What makes you think you can make this happen?

I think politics are changing in our state. I think we all recognize that this trickle down economy that we have is not working. A very few number of people are gaining wealth every day just because they have assets and the rest of us fall farther and farther behind. With student debt, medical debt, credit card debt, we see it’s not working. We’re ready for someone to purpose a different system and have that discussion.

Opioid crisis

Do you support safe injection sites in Seattle?

I believe we need to test this idea. It has worked in other cities that have tried it. Safe consumption sites where folks have access to medical services and a safe clean place to use; I think it has reduced deaths and reduced infections in the places that have tried it. So yeah, let’s try it and see if it works. If it works, let’s scale it up.

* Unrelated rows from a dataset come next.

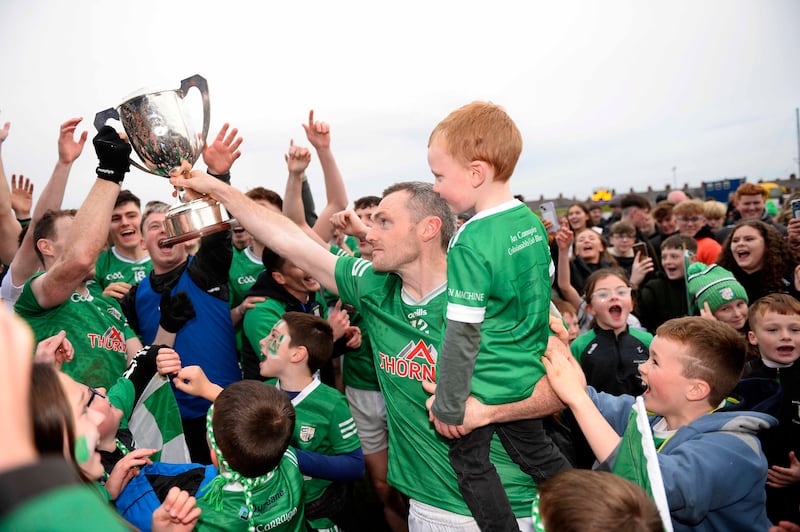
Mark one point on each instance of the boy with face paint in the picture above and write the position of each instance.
(325, 439)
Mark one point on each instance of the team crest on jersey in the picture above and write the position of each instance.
(726, 293)
(114, 312)
(112, 340)
(417, 361)
(307, 433)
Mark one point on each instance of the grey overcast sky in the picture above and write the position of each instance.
(608, 93)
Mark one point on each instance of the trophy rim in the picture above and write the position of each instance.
(190, 235)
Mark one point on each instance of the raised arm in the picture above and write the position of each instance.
(89, 230)
(9, 226)
(26, 262)
(564, 239)
(568, 381)
(297, 160)
(319, 135)
(278, 232)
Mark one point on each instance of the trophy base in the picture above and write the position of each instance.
(199, 217)
(197, 233)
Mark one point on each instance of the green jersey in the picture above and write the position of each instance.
(245, 268)
(498, 276)
(112, 267)
(278, 504)
(405, 334)
(323, 425)
(94, 324)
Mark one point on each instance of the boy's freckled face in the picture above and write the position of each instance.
(451, 178)
(733, 313)
(672, 262)
(662, 374)
(275, 351)
(777, 337)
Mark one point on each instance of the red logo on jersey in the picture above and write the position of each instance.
(416, 361)
(112, 340)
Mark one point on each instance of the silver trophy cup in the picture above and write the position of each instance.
(159, 129)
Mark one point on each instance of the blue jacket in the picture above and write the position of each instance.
(713, 468)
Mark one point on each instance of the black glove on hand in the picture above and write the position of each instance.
(175, 311)
(113, 154)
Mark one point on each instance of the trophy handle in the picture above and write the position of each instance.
(102, 117)
(201, 84)
(100, 120)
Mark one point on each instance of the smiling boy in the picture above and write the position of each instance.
(694, 364)
(775, 330)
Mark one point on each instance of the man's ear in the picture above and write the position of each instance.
(429, 228)
(45, 246)
(300, 354)
(698, 390)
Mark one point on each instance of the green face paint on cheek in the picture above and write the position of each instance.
(82, 454)
(274, 345)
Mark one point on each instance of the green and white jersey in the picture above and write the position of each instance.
(94, 324)
(245, 268)
(405, 334)
(243, 273)
(278, 504)
(498, 275)
(112, 267)
(324, 425)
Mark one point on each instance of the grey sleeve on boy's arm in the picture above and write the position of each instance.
(454, 371)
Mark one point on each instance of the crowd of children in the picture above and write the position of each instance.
(702, 322)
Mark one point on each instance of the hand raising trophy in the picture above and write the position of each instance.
(159, 129)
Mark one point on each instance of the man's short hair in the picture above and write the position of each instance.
(716, 352)
(313, 333)
(265, 194)
(750, 189)
(126, 196)
(366, 202)
(690, 208)
(629, 201)
(580, 499)
(424, 202)
(253, 423)
(481, 131)
(679, 242)
(662, 210)
(782, 304)
(46, 227)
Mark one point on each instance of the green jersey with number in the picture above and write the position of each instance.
(94, 324)
(498, 276)
(112, 267)
(324, 425)
(405, 334)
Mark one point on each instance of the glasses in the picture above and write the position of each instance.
(92, 394)
(605, 295)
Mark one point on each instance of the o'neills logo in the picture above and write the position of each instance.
(112, 340)
(416, 361)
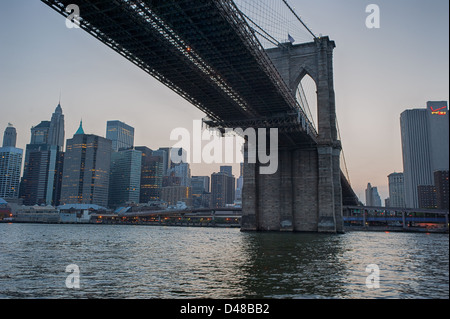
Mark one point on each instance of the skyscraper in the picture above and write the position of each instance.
(86, 174)
(442, 189)
(56, 129)
(151, 175)
(10, 136)
(10, 165)
(372, 197)
(425, 144)
(125, 179)
(44, 160)
(396, 190)
(121, 135)
(222, 189)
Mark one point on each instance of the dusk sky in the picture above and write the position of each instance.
(379, 73)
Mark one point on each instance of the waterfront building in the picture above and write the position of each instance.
(183, 172)
(125, 179)
(10, 165)
(174, 194)
(227, 170)
(56, 131)
(442, 189)
(86, 174)
(425, 146)
(164, 153)
(373, 198)
(240, 185)
(152, 167)
(396, 190)
(222, 189)
(200, 184)
(44, 160)
(200, 187)
(10, 136)
(427, 196)
(39, 133)
(121, 135)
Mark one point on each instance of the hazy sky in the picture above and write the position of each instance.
(378, 74)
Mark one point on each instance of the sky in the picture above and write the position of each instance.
(379, 73)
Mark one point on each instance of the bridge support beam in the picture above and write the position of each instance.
(305, 194)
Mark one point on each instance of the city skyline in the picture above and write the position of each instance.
(379, 74)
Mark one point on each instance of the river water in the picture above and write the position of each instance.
(176, 263)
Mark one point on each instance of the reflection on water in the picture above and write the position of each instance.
(158, 262)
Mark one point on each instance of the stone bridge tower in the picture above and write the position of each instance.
(306, 193)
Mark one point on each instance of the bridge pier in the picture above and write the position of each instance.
(304, 195)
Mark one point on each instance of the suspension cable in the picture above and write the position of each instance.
(299, 19)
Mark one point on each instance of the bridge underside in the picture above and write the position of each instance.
(205, 51)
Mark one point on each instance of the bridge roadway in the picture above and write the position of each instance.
(205, 51)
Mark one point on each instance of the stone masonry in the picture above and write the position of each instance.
(305, 193)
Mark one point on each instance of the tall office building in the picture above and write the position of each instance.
(39, 133)
(10, 136)
(183, 172)
(56, 130)
(227, 170)
(396, 190)
(86, 174)
(121, 135)
(151, 175)
(125, 179)
(174, 194)
(426, 195)
(200, 191)
(425, 145)
(222, 189)
(442, 189)
(240, 184)
(165, 156)
(44, 160)
(200, 184)
(10, 165)
(372, 196)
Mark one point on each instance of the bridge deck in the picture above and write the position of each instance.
(203, 50)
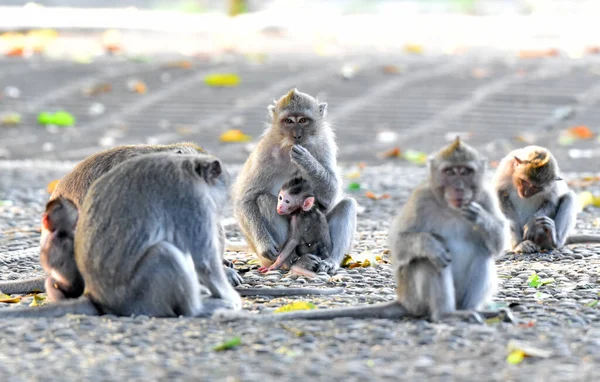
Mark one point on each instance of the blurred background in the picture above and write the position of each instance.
(402, 77)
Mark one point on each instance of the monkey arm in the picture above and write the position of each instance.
(324, 179)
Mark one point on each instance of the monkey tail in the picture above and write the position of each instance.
(278, 292)
(387, 310)
(23, 286)
(82, 305)
(582, 239)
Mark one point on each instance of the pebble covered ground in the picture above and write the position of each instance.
(560, 317)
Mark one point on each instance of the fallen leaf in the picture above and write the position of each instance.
(391, 153)
(416, 157)
(234, 136)
(98, 89)
(225, 79)
(515, 357)
(581, 132)
(294, 306)
(7, 299)
(10, 119)
(38, 300)
(52, 185)
(232, 343)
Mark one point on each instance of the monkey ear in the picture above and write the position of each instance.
(323, 109)
(308, 203)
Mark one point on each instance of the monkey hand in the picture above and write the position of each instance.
(300, 156)
(527, 246)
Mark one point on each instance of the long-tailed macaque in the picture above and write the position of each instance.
(537, 202)
(299, 141)
(442, 244)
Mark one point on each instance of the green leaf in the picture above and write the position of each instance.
(296, 305)
(534, 280)
(235, 341)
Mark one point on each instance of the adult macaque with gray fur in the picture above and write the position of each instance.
(74, 186)
(442, 243)
(309, 232)
(537, 201)
(299, 141)
(148, 236)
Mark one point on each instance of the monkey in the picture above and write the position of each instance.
(298, 141)
(57, 252)
(309, 232)
(443, 243)
(75, 185)
(145, 246)
(540, 207)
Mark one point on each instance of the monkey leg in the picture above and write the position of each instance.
(277, 227)
(424, 290)
(342, 227)
(164, 284)
(477, 285)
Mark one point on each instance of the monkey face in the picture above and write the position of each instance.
(297, 127)
(458, 184)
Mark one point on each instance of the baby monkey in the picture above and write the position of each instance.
(309, 232)
(537, 201)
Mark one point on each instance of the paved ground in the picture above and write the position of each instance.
(494, 99)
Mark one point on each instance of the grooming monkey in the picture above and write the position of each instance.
(144, 246)
(442, 243)
(309, 232)
(537, 201)
(75, 185)
(299, 141)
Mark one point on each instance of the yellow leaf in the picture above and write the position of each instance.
(515, 357)
(225, 79)
(7, 299)
(51, 186)
(235, 136)
(296, 305)
(38, 300)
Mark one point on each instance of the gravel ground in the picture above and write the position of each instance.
(559, 317)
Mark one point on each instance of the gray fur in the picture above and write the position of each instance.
(276, 158)
(544, 220)
(145, 249)
(443, 256)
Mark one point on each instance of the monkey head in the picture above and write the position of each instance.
(295, 193)
(456, 174)
(534, 169)
(297, 116)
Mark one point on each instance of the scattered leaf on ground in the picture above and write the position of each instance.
(232, 343)
(38, 300)
(391, 153)
(60, 118)
(586, 198)
(225, 79)
(10, 119)
(354, 186)
(234, 136)
(7, 299)
(294, 306)
(52, 185)
(416, 157)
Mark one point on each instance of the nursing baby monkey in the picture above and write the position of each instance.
(299, 141)
(537, 201)
(442, 243)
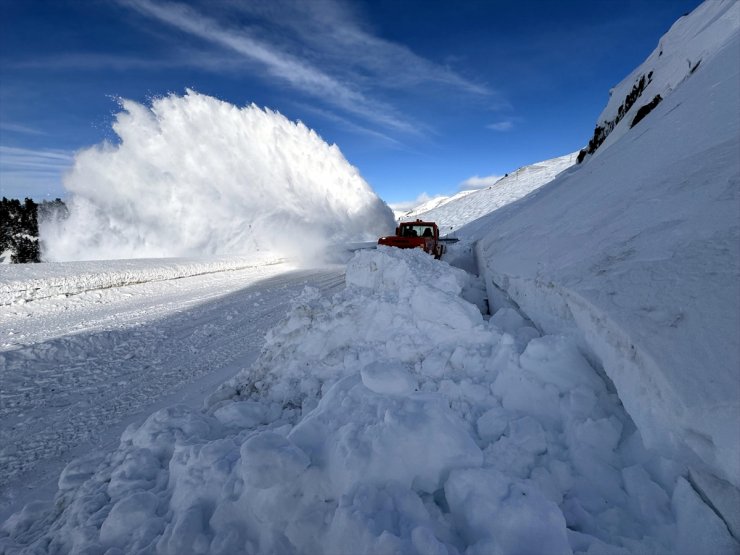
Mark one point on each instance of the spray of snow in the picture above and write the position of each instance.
(193, 175)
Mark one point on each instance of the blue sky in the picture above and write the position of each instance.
(421, 96)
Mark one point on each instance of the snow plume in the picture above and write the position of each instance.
(193, 175)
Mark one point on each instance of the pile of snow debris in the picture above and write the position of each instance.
(390, 418)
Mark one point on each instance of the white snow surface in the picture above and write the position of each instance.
(192, 175)
(636, 253)
(390, 417)
(594, 411)
(78, 366)
(21, 283)
(468, 206)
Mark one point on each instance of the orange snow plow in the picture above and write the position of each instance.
(416, 235)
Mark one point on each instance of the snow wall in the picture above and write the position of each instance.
(637, 249)
(193, 175)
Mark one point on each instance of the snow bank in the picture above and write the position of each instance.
(389, 418)
(29, 282)
(635, 253)
(193, 175)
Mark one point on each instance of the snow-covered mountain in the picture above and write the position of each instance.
(451, 213)
(595, 410)
(636, 252)
(430, 204)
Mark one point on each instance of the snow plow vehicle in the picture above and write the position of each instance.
(416, 235)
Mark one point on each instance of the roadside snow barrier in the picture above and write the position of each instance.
(389, 418)
(31, 282)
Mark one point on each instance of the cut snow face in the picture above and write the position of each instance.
(193, 175)
(389, 418)
(635, 252)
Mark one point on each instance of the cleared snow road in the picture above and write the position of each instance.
(76, 370)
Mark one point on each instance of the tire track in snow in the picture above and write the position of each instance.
(67, 393)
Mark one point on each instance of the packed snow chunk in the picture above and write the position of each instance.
(700, 530)
(646, 497)
(132, 523)
(443, 311)
(508, 517)
(140, 470)
(388, 269)
(243, 414)
(269, 458)
(160, 432)
(193, 175)
(557, 361)
(508, 320)
(492, 424)
(388, 378)
(602, 435)
(372, 520)
(359, 436)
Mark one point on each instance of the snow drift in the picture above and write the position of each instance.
(193, 175)
(388, 418)
(635, 252)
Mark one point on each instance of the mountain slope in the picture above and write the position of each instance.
(463, 209)
(636, 250)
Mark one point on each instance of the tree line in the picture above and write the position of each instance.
(19, 227)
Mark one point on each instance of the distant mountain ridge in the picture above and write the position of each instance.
(451, 213)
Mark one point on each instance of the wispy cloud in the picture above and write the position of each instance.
(32, 173)
(478, 182)
(350, 125)
(338, 37)
(121, 62)
(506, 125)
(18, 128)
(298, 73)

We need to spend more money (on the opioid crisis). We have got to find the resources to invest in addiction services for folks who want to get out of addiction. I think there are folks who have a habit they hate, but they don’t have money to go to treatment. We need to invest public resources helping people get through treatment and back on their feet … we have got to look at the whole budget, understand where there are some places we can tighten our belts, work with the state and the county and figure out places we can collaborate and find sources (of funding).

Cary Moon’s questions and answers edited for clarity and brevity.